Russian President Vladimir Putin on Thursday declared that Moscow will begin producing missiles that were previously prohibited under the Cold War-era nuclear weapons ban that was repudiated by President Trump earlier this year.

In a speech at the Eastern Economic Forum in Vladivostok, Russia, Mr. Putin said that although the country would move forward with plans for the shorter-range, “tactical” nuclear weapons, Moscow would not deploy them unless the U.S. made the first move.

“We said outright that we will not deploy anything after the Americans tested such a missile,” Mr. Putin said.

“We will make such missiles, of course, but we will not deploy them in the regions where no ground-based missile systems of this class manufactured by the United States have emerged,” he added.

The landmark Intermediate-Range Nuclear Forces (INF) Treaty officially ended on August 1, six months after the U.S. announced its intent to withdraw following repeated complaints dating back to the Obama administration that Moscow was cheating on the deal.

The INF agreement prohibited the U.S. and the Soviet Union from developing “tactical” missiles with a range of between 310 and 3,400 miles — specific restrictions meant to reduce the chances of the two sides launching attacks from European bases across the Cold War divide between the two blocs.

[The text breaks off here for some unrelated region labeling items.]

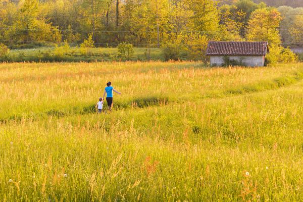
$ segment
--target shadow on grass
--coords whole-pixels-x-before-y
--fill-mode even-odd
[[[130,100],[123,102],[114,102],[113,109],[115,110],[120,110],[130,108],[145,108],[151,106],[160,106],[167,105],[169,103],[169,99],[166,97],[148,96],[136,97]],[[82,106],[77,106],[72,109],[51,109],[46,112],[36,113],[29,115],[25,114],[22,115],[19,114],[14,114],[5,118],[0,118],[0,123],[4,124],[11,121],[20,122],[23,118],[43,117],[46,116],[53,116],[57,118],[69,115],[75,115],[77,114],[84,115],[96,113],[95,104],[90,104]],[[104,110],[108,109],[106,103],[104,105]]]
[[[226,94],[239,94],[271,90],[293,84],[302,79],[303,73],[296,72],[291,76],[278,77],[272,80],[262,81],[237,88],[230,88],[224,93]]]

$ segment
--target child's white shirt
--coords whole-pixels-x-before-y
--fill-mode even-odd
[[[98,105],[98,110],[102,110],[103,108],[103,101],[99,101],[97,104]]]

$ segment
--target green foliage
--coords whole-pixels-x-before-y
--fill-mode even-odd
[[[126,43],[125,42],[119,44],[117,47],[117,56],[123,60],[131,60],[133,54],[134,48],[132,44]]]
[[[220,20],[216,3],[212,0],[185,0],[184,2],[193,14],[192,19],[195,30],[206,31],[205,33],[210,36],[216,35]]]
[[[10,52],[8,46],[3,43],[0,43],[0,58],[7,57]]]
[[[269,44],[279,44],[280,37],[276,29],[282,19],[276,9],[260,9],[254,11],[248,22],[246,38],[249,41],[268,41]]]
[[[166,61],[168,61],[180,60],[180,53],[183,47],[178,45],[164,45],[162,48],[164,55],[164,59]]]
[[[64,55],[69,53],[70,48],[70,47],[66,41],[64,42],[63,45],[58,46],[56,44],[54,49],[54,54],[56,56],[63,57]]]
[[[168,44],[162,46],[162,49],[166,61],[192,60],[207,62],[206,49],[209,38],[205,34],[189,33],[179,35],[172,40],[172,43],[182,45]]]
[[[276,65],[277,63],[291,63],[297,61],[297,56],[288,48],[277,45],[270,46],[270,53],[266,56],[266,64]]]
[[[83,56],[92,55],[91,48],[94,47],[94,41],[92,40],[92,33],[89,34],[87,39],[84,39],[83,43],[80,44],[80,50]]]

With the formal expiration of the Regan-era pact, missile systems that had been outlawed since 1987 will suddenly became legal under international law, sparking new fears of an arms race at a time when hypersonic missile technology makes such weapons more dangerous than ever.

In his speech, Mr. Putin claimed he had encouraged the U.S. not to spark a new arms race between the two nations, Reuters reported, but he said the U.S. never responded.

The U.S. has previously stated it intends to station intermediate-range missiles in the Asia-Pacific countries in the wake of the treaty’s fallout, sparking concerns that the weapons could reach Russian territory.

Russia is “not happy” about the move, Mr. Putin said, calling it “is a cause for concern.”